In the present instance the prosecutor is requiring the payment of a fee in exchange for a plea bargain, is collecting the funds independent of the court, and presenting the plea bargain to the court for its approval. If the court does not approve the plea bargain, the money is not paid to the prosecutor and the matter proceeds as charged. This practice raises several ethical issues not the least of which is that the judge is asked to condone the position that justice is for sale to those who have the resources to pay for a reduction in charges and detrimental to those who do not have sufficient assets to pay the prosecutor's assessment. This on its face is contrary to the MCJC 2(A) & (C) as the conduct would create in reasonable minds that the judge's ability to carry out judicial responsibilities with integrity, impartiality and competence is impaired. It would further reflect that the judge is using the prestige and power of his office to advance the business interests of the prosecutor's office.
The Vermont State Bar opined in its Ethics Opinion 87-16 that the Prosecutor was involved in a conflict of interest between the public interest he is obliged to represent and the private interests of civil litigants when requiring a criminal defendant to plead guilty as part of a plea bargain for the sole purpose of aiding a civil litigant. By analogy, it would appear that the prosecutor in this instance is also involved in a conflict of interest position in that the office of the prosecutor is gaining additional financial resources not authorized by law by requiring defendants to pay money in exchange for a plea bargain and a reduced sentence as a result of the plea bargain.
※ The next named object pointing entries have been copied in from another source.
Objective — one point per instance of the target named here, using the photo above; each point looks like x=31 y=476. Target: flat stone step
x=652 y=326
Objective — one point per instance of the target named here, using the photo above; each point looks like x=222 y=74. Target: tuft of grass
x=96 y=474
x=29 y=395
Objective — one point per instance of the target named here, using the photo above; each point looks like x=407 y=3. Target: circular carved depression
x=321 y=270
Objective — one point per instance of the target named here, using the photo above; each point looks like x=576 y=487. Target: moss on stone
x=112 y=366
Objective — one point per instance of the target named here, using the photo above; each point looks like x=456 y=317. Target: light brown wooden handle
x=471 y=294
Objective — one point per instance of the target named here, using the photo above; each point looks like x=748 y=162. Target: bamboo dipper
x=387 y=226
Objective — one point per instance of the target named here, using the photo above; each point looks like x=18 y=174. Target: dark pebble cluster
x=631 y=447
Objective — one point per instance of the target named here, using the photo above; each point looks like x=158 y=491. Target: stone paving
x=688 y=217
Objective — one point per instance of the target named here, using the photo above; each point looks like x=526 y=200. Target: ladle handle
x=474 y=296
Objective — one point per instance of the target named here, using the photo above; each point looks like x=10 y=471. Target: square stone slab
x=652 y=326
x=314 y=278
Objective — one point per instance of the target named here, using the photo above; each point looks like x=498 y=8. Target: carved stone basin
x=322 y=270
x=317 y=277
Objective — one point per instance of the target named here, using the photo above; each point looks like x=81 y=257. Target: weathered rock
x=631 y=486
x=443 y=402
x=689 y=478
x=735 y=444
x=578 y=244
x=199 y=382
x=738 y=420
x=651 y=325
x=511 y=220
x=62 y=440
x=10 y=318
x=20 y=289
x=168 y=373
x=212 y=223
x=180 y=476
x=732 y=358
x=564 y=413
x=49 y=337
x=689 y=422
As noted in Ethical Issues in Prosecution, "The first, best, and most effective shield against injustice for an individual accused, or society in general, must be found not in the persons of defense counsel, trial judge, or appellate jurist, but in the integrity of the prosecutor . . . . The prosecutor does not represent the victim of a crime, the police, or any individual. Instead, the prosecutor represents society as a whole." (Pg. 36) The Prosecutor's Code of Professional Responsibility is violated if the prosecutor is involved with any conflict of interest, improper disposition of criminal charges, abuse of discretion in charging, and improper plea discussions. In the present instance from the facts presented, it appears that the prosecutor by extracting from defendants sums of money in exchange for plea bargains is involved in both conflict of interests in securing financial gain for his office and in improper plea discussions wherein similarly situated defendants are not afforded equal plea agreement opportunities irrespective of their financial situation.
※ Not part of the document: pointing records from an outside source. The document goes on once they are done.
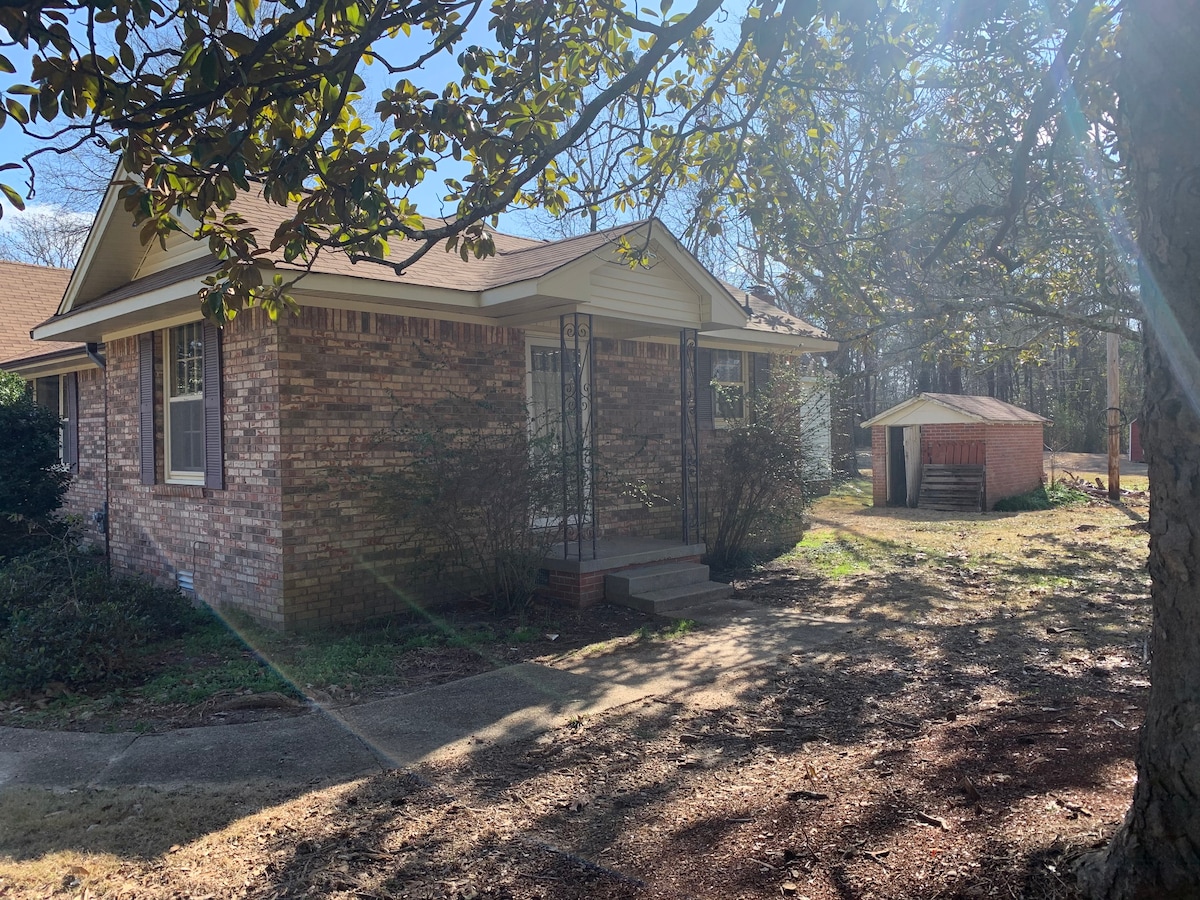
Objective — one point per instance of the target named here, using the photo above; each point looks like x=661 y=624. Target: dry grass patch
x=971 y=736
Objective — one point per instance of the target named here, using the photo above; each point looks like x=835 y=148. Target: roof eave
x=53 y=363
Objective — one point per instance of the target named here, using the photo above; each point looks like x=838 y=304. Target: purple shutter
x=214 y=445
x=705 y=397
x=71 y=436
x=145 y=407
x=761 y=370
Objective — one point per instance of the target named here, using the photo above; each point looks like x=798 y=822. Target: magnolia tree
x=207 y=100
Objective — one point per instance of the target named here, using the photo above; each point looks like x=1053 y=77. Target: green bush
x=64 y=618
x=763 y=479
x=31 y=479
x=1059 y=493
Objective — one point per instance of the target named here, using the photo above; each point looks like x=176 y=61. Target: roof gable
x=951 y=408
x=29 y=294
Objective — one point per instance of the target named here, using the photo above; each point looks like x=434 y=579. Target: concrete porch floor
x=618 y=553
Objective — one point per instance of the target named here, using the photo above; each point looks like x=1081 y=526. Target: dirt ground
x=967 y=738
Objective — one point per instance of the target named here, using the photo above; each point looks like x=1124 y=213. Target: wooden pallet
x=952 y=489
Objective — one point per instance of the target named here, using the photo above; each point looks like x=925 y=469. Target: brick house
x=228 y=450
x=994 y=445
x=63 y=376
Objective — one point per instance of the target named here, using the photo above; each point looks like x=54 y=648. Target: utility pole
x=1114 y=415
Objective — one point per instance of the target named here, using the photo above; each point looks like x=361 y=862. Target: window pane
x=47 y=394
x=187 y=360
x=730 y=402
x=187 y=436
x=727 y=366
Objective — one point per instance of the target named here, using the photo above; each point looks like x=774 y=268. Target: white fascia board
x=763 y=341
x=317 y=286
x=90 y=246
x=508 y=293
x=922 y=411
x=130 y=316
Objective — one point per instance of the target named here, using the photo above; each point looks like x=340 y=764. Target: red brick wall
x=85 y=497
x=295 y=538
x=345 y=377
x=1014 y=456
x=231 y=539
x=880 y=465
x=1014 y=460
x=636 y=389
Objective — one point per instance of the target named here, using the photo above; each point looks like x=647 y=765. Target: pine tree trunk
x=1156 y=853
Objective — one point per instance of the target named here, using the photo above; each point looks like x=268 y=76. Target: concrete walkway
x=503 y=706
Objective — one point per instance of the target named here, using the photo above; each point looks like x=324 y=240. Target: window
x=187 y=409
x=60 y=394
x=729 y=387
x=556 y=442
x=185 y=403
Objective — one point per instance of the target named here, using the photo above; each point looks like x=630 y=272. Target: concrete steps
x=664 y=588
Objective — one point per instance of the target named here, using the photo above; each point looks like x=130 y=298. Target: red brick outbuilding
x=934 y=433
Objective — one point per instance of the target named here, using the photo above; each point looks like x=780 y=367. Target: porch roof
x=951 y=408
x=123 y=288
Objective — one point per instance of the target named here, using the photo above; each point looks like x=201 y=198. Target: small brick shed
x=954 y=430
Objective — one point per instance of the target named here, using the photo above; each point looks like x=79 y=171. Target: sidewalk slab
x=447 y=720
x=297 y=750
x=57 y=759
x=495 y=707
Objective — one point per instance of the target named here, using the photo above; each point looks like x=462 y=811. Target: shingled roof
x=29 y=294
x=971 y=408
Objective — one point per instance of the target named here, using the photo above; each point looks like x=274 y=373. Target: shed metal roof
x=941 y=408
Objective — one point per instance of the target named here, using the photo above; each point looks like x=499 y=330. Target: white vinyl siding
x=730 y=377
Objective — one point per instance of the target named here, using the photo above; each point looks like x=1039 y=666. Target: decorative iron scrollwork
x=579 y=425
x=689 y=436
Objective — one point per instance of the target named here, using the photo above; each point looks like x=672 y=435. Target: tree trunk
x=843 y=419
x=1156 y=852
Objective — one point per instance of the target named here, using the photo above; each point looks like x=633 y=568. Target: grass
x=234 y=655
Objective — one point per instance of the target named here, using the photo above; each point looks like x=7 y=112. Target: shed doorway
x=904 y=465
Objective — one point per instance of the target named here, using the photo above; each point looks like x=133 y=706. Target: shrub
x=31 y=479
x=64 y=618
x=762 y=484
x=1059 y=493
x=472 y=501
As noted in Ethical Issues in Prosecution at page 76, "The judiciary has a unique opportunity to observe prosecutorial misconduct and to take remedial action. The trial judge has a responsibility to manage litigation and to insure that not only is justice done, but that it appears to be done. Control and supervision of the advocates appearing before the bench may not always be an easy task, but the court does have the responsibility to exercise its inherent authority."
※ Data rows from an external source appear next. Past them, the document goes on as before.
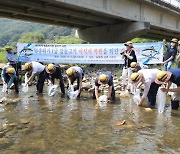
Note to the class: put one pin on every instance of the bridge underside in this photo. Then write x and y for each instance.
(93, 26)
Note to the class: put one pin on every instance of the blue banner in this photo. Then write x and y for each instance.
(147, 53)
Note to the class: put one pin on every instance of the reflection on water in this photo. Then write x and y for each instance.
(43, 124)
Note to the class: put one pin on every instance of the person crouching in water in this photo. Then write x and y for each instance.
(36, 68)
(54, 72)
(9, 76)
(169, 77)
(146, 77)
(135, 67)
(129, 56)
(75, 73)
(102, 79)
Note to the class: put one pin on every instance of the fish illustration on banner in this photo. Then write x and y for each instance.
(147, 53)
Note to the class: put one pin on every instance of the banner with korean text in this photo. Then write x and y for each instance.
(147, 53)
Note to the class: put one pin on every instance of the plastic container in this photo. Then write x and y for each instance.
(25, 88)
(71, 93)
(137, 96)
(4, 89)
(52, 90)
(161, 100)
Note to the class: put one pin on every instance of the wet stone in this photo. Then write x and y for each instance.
(5, 142)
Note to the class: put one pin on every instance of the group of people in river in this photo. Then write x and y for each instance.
(133, 75)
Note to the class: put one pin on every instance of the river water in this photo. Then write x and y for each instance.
(40, 124)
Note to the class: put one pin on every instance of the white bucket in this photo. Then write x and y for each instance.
(52, 90)
(71, 93)
(4, 89)
(137, 96)
(25, 88)
(161, 100)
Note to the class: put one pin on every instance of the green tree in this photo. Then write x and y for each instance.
(68, 40)
(32, 38)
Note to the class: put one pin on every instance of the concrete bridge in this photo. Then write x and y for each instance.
(102, 21)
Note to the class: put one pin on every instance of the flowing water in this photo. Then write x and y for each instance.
(36, 124)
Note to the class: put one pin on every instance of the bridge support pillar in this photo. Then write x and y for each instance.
(114, 33)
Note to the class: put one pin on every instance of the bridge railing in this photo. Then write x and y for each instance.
(175, 3)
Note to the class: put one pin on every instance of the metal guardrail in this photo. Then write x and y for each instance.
(175, 3)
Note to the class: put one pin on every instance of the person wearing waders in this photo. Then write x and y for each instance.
(170, 54)
(75, 73)
(54, 72)
(178, 58)
(129, 56)
(103, 79)
(146, 77)
(36, 68)
(8, 76)
(135, 67)
(167, 78)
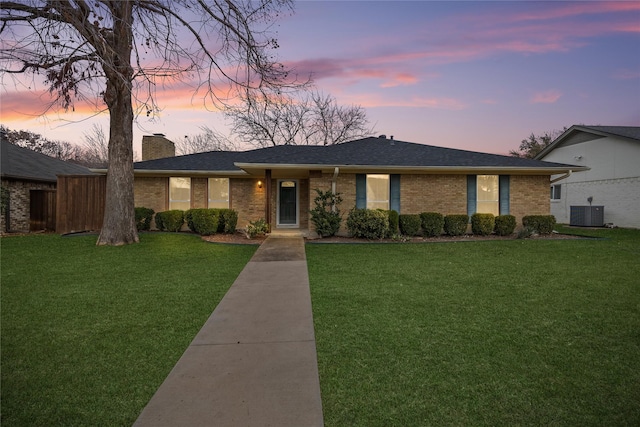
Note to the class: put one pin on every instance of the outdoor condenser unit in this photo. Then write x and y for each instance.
(587, 216)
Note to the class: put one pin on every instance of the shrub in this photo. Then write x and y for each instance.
(227, 221)
(505, 225)
(170, 220)
(432, 223)
(394, 222)
(543, 224)
(257, 228)
(368, 223)
(456, 225)
(325, 215)
(482, 224)
(143, 218)
(410, 225)
(203, 221)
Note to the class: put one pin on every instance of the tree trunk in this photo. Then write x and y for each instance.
(119, 225)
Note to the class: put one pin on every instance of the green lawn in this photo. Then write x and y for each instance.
(523, 332)
(89, 333)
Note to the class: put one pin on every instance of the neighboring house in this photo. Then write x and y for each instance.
(279, 183)
(608, 190)
(28, 188)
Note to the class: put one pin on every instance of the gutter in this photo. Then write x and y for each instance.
(561, 177)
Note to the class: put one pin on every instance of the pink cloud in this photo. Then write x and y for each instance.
(546, 97)
(626, 74)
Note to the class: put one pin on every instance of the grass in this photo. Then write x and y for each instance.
(89, 333)
(523, 332)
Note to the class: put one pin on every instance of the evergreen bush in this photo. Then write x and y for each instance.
(326, 215)
(542, 224)
(482, 224)
(505, 225)
(432, 223)
(409, 225)
(394, 223)
(368, 223)
(171, 220)
(456, 225)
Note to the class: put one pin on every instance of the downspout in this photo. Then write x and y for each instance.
(334, 181)
(566, 175)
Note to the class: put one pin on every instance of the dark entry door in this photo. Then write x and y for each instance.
(288, 209)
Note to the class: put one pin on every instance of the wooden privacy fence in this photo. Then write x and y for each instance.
(80, 203)
(42, 210)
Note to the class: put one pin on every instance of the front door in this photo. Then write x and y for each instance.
(288, 203)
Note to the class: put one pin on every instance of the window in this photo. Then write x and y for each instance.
(180, 193)
(378, 191)
(219, 193)
(488, 195)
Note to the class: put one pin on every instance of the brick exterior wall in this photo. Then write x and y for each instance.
(19, 204)
(157, 147)
(529, 196)
(248, 200)
(446, 194)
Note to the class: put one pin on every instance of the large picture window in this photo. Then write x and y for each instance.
(378, 191)
(219, 193)
(488, 195)
(180, 193)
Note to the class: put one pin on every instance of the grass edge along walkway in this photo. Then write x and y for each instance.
(89, 333)
(519, 332)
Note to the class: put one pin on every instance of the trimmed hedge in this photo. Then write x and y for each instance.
(543, 224)
(368, 223)
(143, 218)
(325, 215)
(410, 225)
(203, 221)
(170, 220)
(456, 225)
(432, 223)
(394, 222)
(227, 221)
(482, 224)
(505, 225)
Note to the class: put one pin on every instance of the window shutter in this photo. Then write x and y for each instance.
(503, 188)
(472, 194)
(361, 191)
(394, 192)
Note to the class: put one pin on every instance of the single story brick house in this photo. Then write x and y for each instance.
(278, 183)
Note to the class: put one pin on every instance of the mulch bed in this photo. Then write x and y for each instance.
(241, 238)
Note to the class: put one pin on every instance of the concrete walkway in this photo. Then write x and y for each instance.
(254, 362)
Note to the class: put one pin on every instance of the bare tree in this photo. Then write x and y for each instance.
(96, 147)
(267, 119)
(532, 146)
(208, 140)
(115, 53)
(62, 150)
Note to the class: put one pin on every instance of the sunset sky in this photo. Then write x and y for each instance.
(473, 75)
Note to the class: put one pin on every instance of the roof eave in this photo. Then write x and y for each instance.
(519, 170)
(182, 172)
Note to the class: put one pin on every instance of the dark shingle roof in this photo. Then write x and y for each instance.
(632, 132)
(24, 164)
(376, 152)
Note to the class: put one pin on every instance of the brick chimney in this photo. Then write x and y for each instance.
(156, 146)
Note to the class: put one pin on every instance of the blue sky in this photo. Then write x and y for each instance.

It is essential that the public have absolute confidence in the integrity and impartiality of our system of criminal justice. This requires that public officials not only in fact properly discharge their responsibilities but also that they avoid, as much as possible, the appearance of impropriety.
A judge may not sanction a plea bargain in a criminal case in which the prosecutor requires the defendant to pay a "costs of prosecution" fee to the prosecutor's office in return for a reduction or dismissal of the pending criminal offense.